To streak a plate, touch a sterile loop to your sample and drag it in a zigzag pattern across the agar. Sterilize the loop again and drag it from the end of the first section into a new area.
Repeat this three times to dilute the yeast. By the third section, the cells should be spread thin enough to form separate, individual colonies.
Work near the flame. The rising heat from an alcohol lamp creates an updraft that pushes airborne contaminants away from your work area.
Reviving Frozen Yeast
Frozen yeast does not wake up instantly. You cannot pull a vial from the freezer and dump it into five gallons of wort.
Thaw the vial at room temperature and transfer the contents into 10 milliliters of sterile starter wort. I make this by pressure cooking 10 grams of DME in 100 milliliters of water.
Step the yeast up gradually over several days. Move from 10 milliliters to 100 milliliters, then to 1 liter as activity increases.
Healthy yeast should smell like bread dough or beer. If it smells like sulfur, vinegar, or rotting fruit, something went wrong and you should toss the starter.

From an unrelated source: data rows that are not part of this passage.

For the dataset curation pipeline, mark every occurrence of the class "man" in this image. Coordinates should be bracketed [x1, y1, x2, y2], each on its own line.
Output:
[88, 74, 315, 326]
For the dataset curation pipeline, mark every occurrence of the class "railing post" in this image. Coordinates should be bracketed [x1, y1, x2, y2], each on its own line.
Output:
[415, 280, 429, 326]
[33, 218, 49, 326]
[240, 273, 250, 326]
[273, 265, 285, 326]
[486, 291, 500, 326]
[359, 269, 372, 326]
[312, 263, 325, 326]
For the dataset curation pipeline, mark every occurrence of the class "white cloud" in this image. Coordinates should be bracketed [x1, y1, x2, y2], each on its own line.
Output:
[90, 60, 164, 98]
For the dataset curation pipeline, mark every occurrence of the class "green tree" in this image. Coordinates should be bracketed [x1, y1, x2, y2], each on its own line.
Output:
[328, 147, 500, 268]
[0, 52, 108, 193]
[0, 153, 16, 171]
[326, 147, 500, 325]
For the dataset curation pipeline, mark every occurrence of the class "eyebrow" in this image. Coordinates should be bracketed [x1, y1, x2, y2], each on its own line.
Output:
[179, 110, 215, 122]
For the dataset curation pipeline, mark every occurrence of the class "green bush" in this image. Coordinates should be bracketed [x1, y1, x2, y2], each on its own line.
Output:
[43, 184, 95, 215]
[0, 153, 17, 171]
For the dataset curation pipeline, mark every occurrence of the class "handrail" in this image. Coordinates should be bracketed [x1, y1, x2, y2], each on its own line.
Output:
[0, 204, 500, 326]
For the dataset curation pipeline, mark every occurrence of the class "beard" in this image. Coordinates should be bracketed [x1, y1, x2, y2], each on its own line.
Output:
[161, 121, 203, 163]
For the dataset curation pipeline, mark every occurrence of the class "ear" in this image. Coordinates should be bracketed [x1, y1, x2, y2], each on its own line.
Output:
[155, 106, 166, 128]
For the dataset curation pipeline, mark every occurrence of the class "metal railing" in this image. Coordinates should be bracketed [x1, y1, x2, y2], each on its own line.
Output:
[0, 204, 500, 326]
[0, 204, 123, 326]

Write the weight and date on the yeast packet with a marker after you open it. Labeling takes five seconds and saves you from guessing generations or cell counts later.
Storage Method Comparison
| Method | Storage Time | Equipment Needed | Temperature |
|---|---|---|---|
| Agar Slants | 6-12 Months | Test tubes, Agar, Pressure Cooker | 2°C to 4°C |
| Glycerin Stocks | 2-5+ Years | Cryovials, Glycerin, Freezer | -20°C or colder |
| Plate Streaking | 2-4 Weeks | Petri Dishes, Inoculation Loop | Room Temp (Incubation) |
Conclusion
I have not bought a packet of commercial yeast in eighteen months. I have twelve slants in my fridge and thirty glycerin vials in my freezer.
Some are strains I harvested from bottle-conditioned Belgian ales, while others are isolates from my own yard. I would not have these if I had not started banking.
The cost per batch has dropped and my control has increased. I know exactly what is going into my fermenters because I grew it myself.
Start small by making five slants. See if you can revive them in three months. If it works, scale up your lab and stop paying for the same packet of yeast every month.
References
- Oregon State University Extension Service. (2019). Yeast Culture Maintenance and Propagation.
- White, C., & Zainasheff, J. (2010). Yeast: The Practical Guide to Beer Fermentation. Brewers Publications.
- University of California, Davis. (2018). Cryopreservation of Microorganisms.
- Rajoka, M. I., et al. (1997). Kinetics of batch single cell protein production. Bioresource Technology.